Non ha senso insomma parlare di finanza come di qualcosa di separato dall’economia reale: i due settori sono connessi al punto da non poter essere salvati separatamente. Un concetto da tenere tanto più presente in una situazione economica funestata dalla pandemia. Al momento, come ha spiegato qualche settimana fa sul Il Bo Live l’economista dell’università di Padova Luciano Greco, nel tentativo di non chiudere moltissime aziende sono state costrette ad indebitarsi fino al collo, sostenute dalla politica monetaria della Bce e dalle garanzie concesse dallo Stato italiano sui prestiti (che arrivano in alcuni casi al 100% dell’importo erogato, secondo i meccanismi del cosiddetto Decreto liquidità).
Nell’ultimo anno le politiche della banca centrale e del governo hanno dato una mano al settore bancario, che dopo aver conosciuto all’inizio della pandemia un crollo del 40% del valore delle azioni ha progressivamente ridotto le perdite. Il problema è che nel medio-lungo periodo la massa delle zombie firms tenute artificialmente in vita dai provvedimenti sul Covid rischia di rivelarsi una vera e propria bomba a orologeria, che attraverso i crediti deteriorati mette a rischio la stabilità delle banche e, in ultima istanza, delle finanze pubbliche.

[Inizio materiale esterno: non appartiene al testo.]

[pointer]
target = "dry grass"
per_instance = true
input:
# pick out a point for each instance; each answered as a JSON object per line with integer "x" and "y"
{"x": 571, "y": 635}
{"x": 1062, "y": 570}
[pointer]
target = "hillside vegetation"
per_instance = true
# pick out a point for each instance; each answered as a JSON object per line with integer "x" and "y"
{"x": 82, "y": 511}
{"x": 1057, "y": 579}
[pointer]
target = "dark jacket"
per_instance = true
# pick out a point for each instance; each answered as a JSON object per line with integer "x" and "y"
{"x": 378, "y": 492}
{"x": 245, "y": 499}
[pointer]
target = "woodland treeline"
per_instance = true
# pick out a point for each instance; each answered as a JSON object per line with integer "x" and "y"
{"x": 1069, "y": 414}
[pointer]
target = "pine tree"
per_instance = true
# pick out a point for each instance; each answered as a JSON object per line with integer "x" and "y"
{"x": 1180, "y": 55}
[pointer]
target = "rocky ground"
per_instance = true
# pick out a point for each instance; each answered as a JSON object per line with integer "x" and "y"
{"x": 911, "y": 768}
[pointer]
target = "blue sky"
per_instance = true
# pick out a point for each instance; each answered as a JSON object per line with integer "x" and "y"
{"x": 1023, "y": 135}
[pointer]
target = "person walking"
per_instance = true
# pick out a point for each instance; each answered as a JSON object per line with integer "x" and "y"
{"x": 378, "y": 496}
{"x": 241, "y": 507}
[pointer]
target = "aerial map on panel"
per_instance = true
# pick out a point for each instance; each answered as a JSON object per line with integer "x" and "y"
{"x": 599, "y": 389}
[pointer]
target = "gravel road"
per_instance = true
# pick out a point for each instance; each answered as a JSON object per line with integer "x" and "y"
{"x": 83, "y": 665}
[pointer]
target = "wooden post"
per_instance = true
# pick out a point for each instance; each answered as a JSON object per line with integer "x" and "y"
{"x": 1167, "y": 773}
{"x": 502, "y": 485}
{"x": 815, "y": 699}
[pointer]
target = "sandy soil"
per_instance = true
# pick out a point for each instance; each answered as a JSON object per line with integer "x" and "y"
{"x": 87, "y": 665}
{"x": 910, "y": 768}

Finora il sistema creditizio ha saputo reagire alle sfide imposte dal Covid – ha detto Andrea Enrìa, a capo del consiglio di sorveglianza della Bce e prima ancora presidente dell'EBA, l'autorità bancaria europea – ma il calo dei fatturati rischia comunque di erodere il capitale degli Istituti, in particolare quelli più piccoli. “Attenzione però: con la cura successiva alla crisi del 2008 gli istituti di credito, compresi quelli italiani, sono oggi molto più solidi dal punto di vista patrimoniale – conclude Lorenzo Rocco –. C’è inoltre una regolamentazione più severa, con una serie di stress test che indicano gli investimenti troppo rischiosi. Per questo con l’inizio della pandemia c’è stato timore per gli utili, ma nessuno ha messo in discussione la solvibilità delle banche”. Niente panico insomma, anche se per rilassarsi conviene aspettare.